Still, if any single empire of Kumar’s set of five is judged to have enduringly ‘shaped’ the
modern world, it would be either the British or Spanish one in the Americas. The first shaped the
United States and Canada; the second, the vast Hispanic lands south of US border. But Kumar
devotes a single chapter to the Spanish and Austrian Habsburgs together. In the last part, he
slides solely into a discussion of Austria as centred on Vienna. Contrary to his announced
agenda, thinkers cited here are scarcely ever the imperial elites or policymakers: they are largely
later historians, novelists like Robert Musil and figures such as Karl Renner, who had something
positive to say about the Austro-Hungarian empire. This chapter is followed by chapters on the
Russian-Soviet, British and French Empires. With these three at least, we may find an arguably
identifiable ‘ruling people’: the speakers of Russian, English and French respectively.
The book periodically returns to the concept of ‘imperial nationalism’ in a Hegelian mode. This
is something present where ‘a nation – not always consciously – gets its sense of itself and its
purpose in the world by becoming the vehicle of a principle that is larger than itself, typically in
an empire with a ‘‘world-historical’’ or universalist mission’ (287). With the French and British
empires, we do get some presentation of elite views of their empire and its future – the original
agenda of this book. Britain and modern British society are Kumar’s particular area of study, and
this chapter is therefore the best documented in the book. Here he does cite major English
thinkers of the imperial period, including Edmund Burke, James Mill, Thomas Macaulay, John
Seeley and Winston Churchill. Kumar however bridles at Bernard Porter’s argument that the
empire concerned only a few upper-class men and the masses cared little for it. But he has no
real criticism of the very specific evidence that Porter put forward, beyond saying that
empiricism ‘can be a crude thing’ (322). He presents many caveats about how evidence should
be assessed, but little reference to or assessment of the evidence itself.
Successive French ventures at empire building and the concept of a French civilizing mission
are considered in Chapter Seven. Napoleon I is presented as the man who converted the French
imperial idea from royalism and Catholicism to “republicanism and secularism.” (p.398).
Napoleon I had himself crowned Emperor by the Pope. He installed his relatives and generals as
kings and dukes across Europe. How this can be deemed either republican or secular is hard to
conceive.
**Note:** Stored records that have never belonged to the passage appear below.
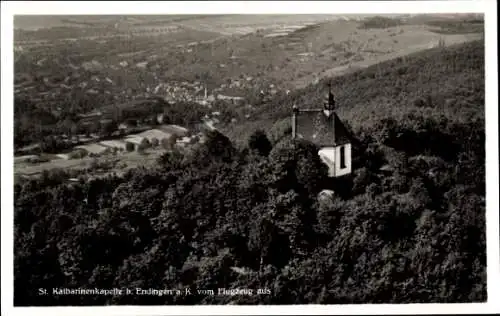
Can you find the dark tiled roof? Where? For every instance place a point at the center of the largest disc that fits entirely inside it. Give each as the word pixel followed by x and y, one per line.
pixel 321 130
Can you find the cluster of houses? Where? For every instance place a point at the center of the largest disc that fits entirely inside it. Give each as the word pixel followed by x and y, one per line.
pixel 166 136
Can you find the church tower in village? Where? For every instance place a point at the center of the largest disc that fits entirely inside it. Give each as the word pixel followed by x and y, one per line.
pixel 323 127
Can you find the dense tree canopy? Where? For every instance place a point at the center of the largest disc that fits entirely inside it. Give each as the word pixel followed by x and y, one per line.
pixel 219 217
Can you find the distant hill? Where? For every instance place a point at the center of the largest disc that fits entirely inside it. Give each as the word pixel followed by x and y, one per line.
pixel 440 81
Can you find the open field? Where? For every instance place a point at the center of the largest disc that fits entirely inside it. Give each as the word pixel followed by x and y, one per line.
pixel 118 164
pixel 77 65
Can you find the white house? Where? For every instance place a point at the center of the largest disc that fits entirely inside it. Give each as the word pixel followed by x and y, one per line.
pixel 324 128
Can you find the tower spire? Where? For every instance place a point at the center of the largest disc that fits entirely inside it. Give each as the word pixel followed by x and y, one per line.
pixel 330 104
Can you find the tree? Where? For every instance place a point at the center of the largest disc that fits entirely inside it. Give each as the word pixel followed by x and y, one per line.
pixel 129 146
pixel 259 142
pixel 145 144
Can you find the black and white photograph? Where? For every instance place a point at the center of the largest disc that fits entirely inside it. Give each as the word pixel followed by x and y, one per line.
pixel 256 159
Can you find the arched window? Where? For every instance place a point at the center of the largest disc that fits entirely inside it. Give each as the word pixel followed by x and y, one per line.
pixel 342 157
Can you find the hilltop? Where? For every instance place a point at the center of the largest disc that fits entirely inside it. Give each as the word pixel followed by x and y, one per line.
pixel 447 81
pixel 407 226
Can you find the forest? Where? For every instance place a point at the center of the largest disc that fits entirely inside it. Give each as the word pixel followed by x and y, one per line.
pixel 408 226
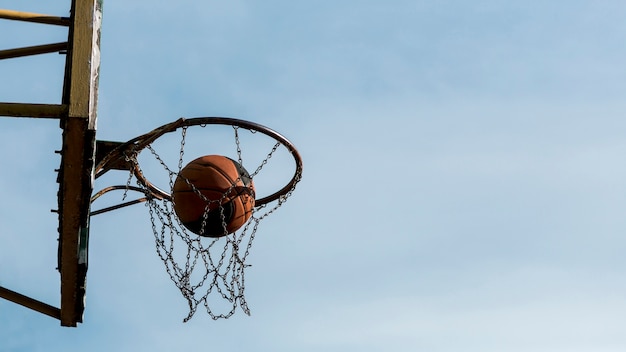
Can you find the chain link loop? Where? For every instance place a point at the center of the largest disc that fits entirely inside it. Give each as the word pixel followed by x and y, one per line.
pixel 205 270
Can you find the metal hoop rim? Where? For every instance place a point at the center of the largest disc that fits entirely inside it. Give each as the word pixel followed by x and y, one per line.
pixel 137 144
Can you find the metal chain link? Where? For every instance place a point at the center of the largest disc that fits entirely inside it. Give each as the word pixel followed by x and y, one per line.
pixel 221 275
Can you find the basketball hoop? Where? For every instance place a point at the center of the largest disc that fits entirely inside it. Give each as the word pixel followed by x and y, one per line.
pixel 207 271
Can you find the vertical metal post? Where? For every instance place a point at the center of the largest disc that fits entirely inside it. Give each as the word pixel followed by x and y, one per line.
pixel 80 93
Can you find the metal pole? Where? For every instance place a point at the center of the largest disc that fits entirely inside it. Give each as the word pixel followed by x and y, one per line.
pixel 32 50
pixel 34 17
pixel 51 111
pixel 30 303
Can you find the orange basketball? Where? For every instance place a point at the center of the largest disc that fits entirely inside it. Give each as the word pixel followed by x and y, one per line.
pixel 214 191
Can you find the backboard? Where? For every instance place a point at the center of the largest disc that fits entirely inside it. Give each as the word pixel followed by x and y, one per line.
pixel 75 179
pixel 77 117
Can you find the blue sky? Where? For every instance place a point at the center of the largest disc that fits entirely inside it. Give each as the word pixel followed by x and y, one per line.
pixel 463 186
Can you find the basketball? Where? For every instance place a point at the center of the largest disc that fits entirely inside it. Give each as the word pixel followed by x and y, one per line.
pixel 213 196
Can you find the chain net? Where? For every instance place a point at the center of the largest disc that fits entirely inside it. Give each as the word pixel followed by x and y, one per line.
pixel 209 272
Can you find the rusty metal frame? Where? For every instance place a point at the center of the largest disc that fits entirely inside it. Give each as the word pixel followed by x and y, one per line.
pixel 78 155
pixel 77 117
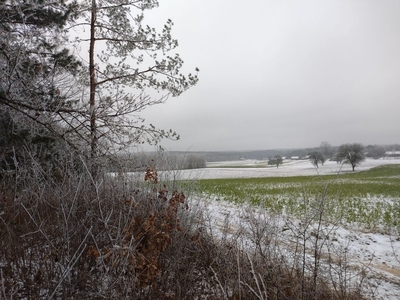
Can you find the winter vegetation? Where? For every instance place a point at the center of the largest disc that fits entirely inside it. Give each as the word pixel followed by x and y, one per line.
pixel 82 216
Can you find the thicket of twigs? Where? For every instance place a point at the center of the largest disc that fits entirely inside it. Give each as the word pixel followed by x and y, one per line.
pixel 70 237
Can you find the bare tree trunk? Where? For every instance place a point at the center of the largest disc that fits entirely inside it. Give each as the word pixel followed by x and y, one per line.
pixel 92 101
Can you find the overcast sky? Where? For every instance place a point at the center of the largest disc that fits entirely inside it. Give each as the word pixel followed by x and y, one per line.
pixel 284 74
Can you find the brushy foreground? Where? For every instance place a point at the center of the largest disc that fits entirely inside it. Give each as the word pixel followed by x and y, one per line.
pixel 73 238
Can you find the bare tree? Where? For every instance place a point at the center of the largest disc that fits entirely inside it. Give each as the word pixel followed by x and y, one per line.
pixel 316 158
pixel 352 154
pixel 276 160
pixel 122 77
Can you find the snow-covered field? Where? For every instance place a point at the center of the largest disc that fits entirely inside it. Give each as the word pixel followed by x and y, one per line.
pixel 378 253
pixel 289 168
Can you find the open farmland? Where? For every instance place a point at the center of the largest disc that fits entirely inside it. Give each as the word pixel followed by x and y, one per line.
pixel 360 212
pixel 369 200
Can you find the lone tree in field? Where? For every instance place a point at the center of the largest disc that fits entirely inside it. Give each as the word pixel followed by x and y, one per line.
pixel 352 154
pixel 316 158
pixel 276 160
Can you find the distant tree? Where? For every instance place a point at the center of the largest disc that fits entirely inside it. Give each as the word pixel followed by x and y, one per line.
pixel 375 151
pixel 316 157
pixel 276 160
pixel 326 149
pixel 352 154
pixel 195 162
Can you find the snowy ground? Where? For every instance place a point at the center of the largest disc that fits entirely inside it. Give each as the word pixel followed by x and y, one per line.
pixel 378 253
pixel 289 168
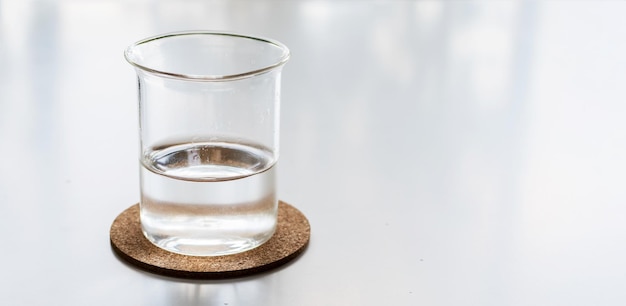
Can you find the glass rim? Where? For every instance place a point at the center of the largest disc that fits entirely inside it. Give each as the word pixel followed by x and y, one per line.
pixel 209 78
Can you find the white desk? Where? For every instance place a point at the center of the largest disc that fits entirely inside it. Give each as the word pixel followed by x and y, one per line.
pixel 445 153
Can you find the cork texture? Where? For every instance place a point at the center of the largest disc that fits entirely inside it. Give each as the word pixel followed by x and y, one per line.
pixel 290 239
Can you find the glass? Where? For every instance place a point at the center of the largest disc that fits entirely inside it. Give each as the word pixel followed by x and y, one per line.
pixel 209 106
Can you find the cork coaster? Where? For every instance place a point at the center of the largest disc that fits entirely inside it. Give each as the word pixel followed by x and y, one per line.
pixel 290 239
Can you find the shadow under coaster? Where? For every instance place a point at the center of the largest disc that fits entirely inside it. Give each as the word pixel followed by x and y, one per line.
pixel 290 239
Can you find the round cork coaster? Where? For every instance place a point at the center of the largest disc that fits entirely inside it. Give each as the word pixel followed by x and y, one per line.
pixel 290 239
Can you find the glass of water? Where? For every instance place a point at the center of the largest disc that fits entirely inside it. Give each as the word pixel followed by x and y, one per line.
pixel 209 106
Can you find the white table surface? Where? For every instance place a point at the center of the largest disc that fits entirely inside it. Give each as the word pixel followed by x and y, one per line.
pixel 445 153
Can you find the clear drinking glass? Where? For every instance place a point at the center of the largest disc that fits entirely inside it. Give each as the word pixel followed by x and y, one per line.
pixel 209 106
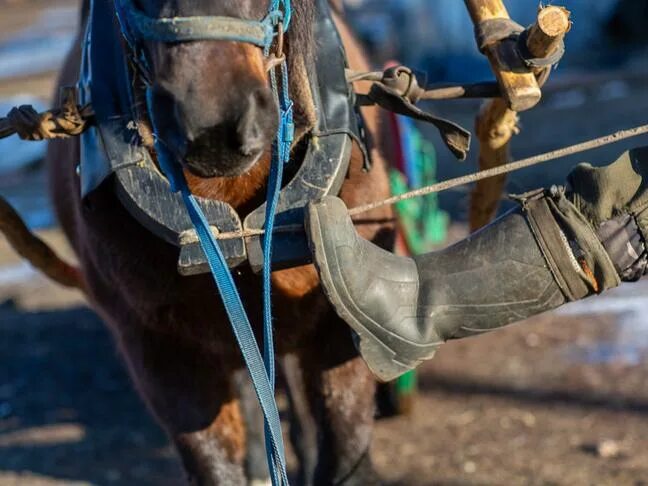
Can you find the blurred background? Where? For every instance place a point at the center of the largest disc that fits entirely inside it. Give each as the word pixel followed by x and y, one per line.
pixel 560 400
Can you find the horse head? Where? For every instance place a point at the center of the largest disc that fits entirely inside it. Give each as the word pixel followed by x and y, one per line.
pixel 211 99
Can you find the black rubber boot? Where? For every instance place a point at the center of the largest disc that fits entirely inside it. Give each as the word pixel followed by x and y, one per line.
pixel 402 309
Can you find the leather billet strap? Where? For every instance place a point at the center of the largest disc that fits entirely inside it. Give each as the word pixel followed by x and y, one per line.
pixel 139 27
pixel 573 252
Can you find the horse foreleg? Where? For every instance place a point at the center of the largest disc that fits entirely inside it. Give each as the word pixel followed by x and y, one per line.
pixel 341 390
pixel 191 395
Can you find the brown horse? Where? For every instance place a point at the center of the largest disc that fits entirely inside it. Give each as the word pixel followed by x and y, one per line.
pixel 173 332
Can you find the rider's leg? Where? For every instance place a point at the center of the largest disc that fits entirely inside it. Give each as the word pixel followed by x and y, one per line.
pixel 556 248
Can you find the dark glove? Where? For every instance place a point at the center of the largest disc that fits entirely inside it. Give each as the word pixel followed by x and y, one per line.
pixel 614 199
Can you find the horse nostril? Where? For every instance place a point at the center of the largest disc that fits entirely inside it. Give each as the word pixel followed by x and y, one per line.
pixel 256 125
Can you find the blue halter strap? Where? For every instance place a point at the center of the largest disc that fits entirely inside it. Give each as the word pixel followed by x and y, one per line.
pixel 138 27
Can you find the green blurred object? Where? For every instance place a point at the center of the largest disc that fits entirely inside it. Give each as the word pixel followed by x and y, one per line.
pixel 423 225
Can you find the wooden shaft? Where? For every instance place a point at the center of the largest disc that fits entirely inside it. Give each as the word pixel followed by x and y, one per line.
pixel 496 124
pixel 520 90
pixel 546 35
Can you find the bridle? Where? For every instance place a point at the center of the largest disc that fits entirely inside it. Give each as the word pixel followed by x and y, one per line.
pixel 138 28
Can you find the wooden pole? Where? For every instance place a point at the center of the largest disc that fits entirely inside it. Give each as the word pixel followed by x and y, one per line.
pixel 520 90
pixel 496 123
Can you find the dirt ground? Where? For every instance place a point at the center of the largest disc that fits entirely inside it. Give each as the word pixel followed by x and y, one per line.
pixel 561 400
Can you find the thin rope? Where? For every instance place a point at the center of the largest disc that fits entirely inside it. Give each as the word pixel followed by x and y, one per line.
pixel 505 169
pixel 467 179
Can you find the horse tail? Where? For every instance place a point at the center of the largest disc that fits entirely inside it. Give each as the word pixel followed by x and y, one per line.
pixel 38 253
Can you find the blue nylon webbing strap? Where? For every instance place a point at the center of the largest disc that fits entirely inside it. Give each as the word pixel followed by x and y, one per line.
pixel 261 369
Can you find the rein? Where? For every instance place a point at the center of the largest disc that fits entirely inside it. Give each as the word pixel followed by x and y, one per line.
pixel 137 27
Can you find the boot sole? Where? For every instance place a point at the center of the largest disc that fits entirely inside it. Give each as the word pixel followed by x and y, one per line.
pixel 383 361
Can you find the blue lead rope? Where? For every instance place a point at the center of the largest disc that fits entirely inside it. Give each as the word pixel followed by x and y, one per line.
pixel 261 369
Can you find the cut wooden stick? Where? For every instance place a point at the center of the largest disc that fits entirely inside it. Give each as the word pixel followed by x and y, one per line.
pixel 520 90
pixel 496 123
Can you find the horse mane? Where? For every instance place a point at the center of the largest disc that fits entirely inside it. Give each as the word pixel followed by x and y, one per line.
pixel 301 39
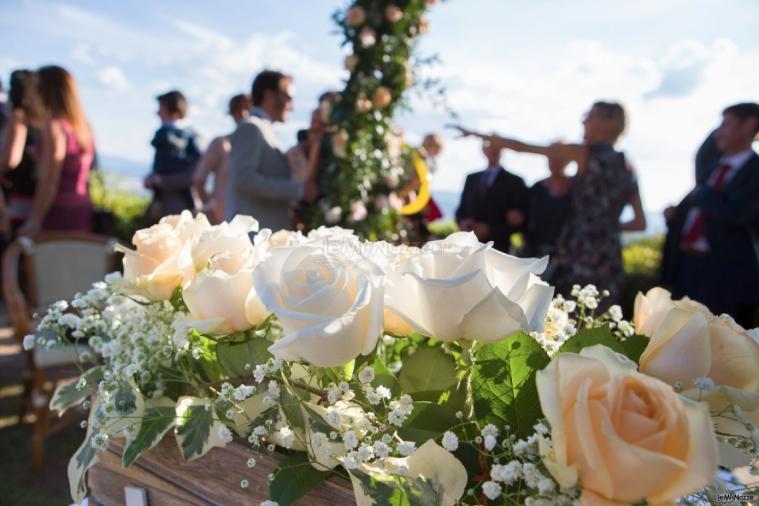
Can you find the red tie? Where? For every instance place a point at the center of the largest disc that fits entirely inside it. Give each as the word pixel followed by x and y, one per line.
pixel 696 230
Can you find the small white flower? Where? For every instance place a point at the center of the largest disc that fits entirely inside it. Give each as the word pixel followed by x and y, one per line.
pixel 615 312
pixel 381 450
pixel 383 392
pixel 406 448
pixel 491 489
pixel 29 341
pixel 287 436
pixel 704 383
pixel 225 434
pixel 450 441
pixel 365 453
pixel 350 440
pixel 259 373
pixel 366 375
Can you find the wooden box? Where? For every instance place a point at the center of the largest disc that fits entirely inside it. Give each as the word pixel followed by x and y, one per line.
pixel 212 479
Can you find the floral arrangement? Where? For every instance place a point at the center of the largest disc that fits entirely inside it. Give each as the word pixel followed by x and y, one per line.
pixel 447 374
pixel 363 162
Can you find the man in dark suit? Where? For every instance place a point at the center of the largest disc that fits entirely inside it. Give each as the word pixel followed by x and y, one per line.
pixel 709 254
pixel 494 202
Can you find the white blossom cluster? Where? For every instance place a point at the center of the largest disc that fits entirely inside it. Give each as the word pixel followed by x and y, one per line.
pixel 132 338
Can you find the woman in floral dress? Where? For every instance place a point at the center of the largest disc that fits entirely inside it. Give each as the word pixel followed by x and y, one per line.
pixel 590 251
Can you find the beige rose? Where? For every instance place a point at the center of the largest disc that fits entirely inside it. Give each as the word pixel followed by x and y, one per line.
pixel 381 97
pixel 625 436
pixel 356 16
pixel 162 258
pixel 688 342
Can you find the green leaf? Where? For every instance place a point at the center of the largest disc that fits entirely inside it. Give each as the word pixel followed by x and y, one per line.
pixel 291 407
pixel 233 357
pixel 634 346
pixel 159 417
pixel 84 458
pixel 67 395
pixel 591 337
pixel 429 369
pixel 316 422
pixel 427 421
pixel 196 429
pixel 503 383
pixel 293 478
pixel 394 490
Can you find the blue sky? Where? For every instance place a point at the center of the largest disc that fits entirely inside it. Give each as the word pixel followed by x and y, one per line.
pixel 527 69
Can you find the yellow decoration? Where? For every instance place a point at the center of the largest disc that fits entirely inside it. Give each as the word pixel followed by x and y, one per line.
pixel 423 197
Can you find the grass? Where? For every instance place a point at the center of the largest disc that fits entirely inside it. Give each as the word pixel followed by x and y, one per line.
pixel 19 485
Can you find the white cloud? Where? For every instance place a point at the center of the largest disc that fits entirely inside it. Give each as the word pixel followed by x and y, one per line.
pixel 113 78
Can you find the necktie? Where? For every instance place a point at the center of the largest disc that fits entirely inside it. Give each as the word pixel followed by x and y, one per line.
pixel 696 230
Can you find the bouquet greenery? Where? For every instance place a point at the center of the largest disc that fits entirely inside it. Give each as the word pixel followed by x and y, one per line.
pixel 438 375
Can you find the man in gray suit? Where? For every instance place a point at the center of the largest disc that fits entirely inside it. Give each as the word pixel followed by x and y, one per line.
pixel 260 183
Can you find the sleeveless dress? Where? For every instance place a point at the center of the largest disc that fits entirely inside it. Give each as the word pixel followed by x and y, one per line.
pixel 72 208
pixel 589 248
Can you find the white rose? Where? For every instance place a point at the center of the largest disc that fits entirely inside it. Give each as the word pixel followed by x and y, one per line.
pixel 461 288
pixel 162 260
pixel 328 298
pixel 221 303
pixel 228 245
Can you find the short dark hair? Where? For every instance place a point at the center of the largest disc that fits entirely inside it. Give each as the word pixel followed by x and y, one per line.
pixel 239 103
pixel 174 102
pixel 265 80
pixel 744 111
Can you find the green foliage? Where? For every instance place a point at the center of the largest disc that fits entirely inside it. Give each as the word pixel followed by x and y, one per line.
pixel 67 394
pixel 234 357
pixel 503 383
pixel 293 478
pixel 158 419
pixel 126 208
pixel 428 369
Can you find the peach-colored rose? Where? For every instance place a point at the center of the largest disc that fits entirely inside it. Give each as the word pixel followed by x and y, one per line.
pixel 623 435
pixel 381 97
pixel 393 13
pixel 356 16
pixel 350 62
pixel 689 342
pixel 162 259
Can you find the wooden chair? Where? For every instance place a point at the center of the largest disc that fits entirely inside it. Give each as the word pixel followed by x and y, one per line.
pixel 38 271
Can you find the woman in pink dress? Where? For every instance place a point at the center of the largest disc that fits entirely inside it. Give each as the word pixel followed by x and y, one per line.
pixel 62 200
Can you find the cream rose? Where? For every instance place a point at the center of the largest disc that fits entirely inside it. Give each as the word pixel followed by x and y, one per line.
pixel 429 461
pixel 610 423
pixel 328 298
pixel 162 260
pixel 689 342
pixel 222 303
pixel 461 288
pixel 228 245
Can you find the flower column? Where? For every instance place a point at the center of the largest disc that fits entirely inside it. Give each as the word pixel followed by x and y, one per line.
pixel 362 162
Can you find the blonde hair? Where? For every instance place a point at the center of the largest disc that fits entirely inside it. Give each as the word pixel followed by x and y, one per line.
pixel 613 111
pixel 60 96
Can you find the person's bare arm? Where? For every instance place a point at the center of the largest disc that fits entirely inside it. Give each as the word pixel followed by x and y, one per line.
pixel 13 142
pixel 571 152
pixel 53 154
pixel 638 223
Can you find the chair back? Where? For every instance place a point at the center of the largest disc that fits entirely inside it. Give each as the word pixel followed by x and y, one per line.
pixel 52 266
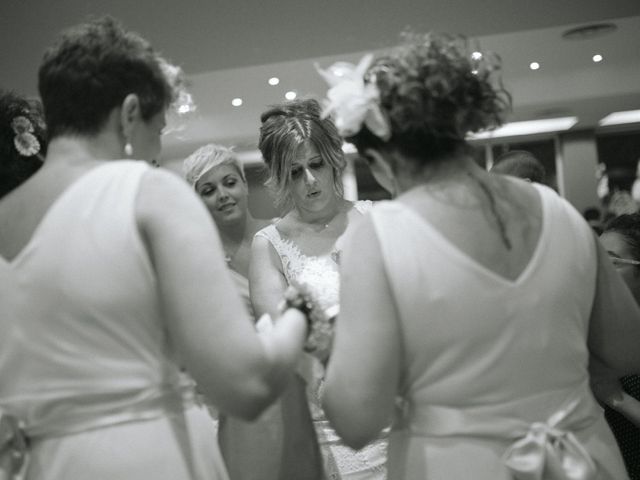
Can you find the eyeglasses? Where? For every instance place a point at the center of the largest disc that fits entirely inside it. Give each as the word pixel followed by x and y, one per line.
pixel 621 262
What Napoleon did do was leave France with a hankering for military glory that
typically led to disaster, from Sedan in 1870 (against the Germans) to Dienbienphu in 1954
(against the Vietnamese). As Kumar correctly observes that the French political classes pursued
empire as a source of prestige, and not wealth.
Much of the book reads like a digest of notes from select secondary sources rather than an
argument. The notes are often tendentiously written. For example, on page 309, Kumar claims
that in former Soviet lands, the majority of the population (and not just ethnic Russians) trust the
Russian government more than their own and want to be absorbed in the Russian Federation.
This large generalisation is based on one-time opinion polls solely in South Ossetia, Transnistria
and Abkhazia. But in France (as in Britain) if he does not like the findings, he declares that polls
‘mislead’ and show ‘wildly fluctuating attitudes’ (458).
Much of the book reads like a digest of notes from select secondary sources rather than a
sustained argument. Apart from ‘cherry-picking’ evidence, the book also never develops a
consistent response to specific critics (Edward Said or the aforementioned Porter, for example).
The comparative and analytic frame found in works as diverse as Niall Ferguson and Pagden is
lacking as well. The Epilogue offers an unconscious acknowledgment that the book has not been
a good vehicle for its own ‘world-historical mission’. An Epilogue is where one would expect to
find the distilled evidence for how these five empires shaped the world: it ends weakly with a
plea for the continued study of empires.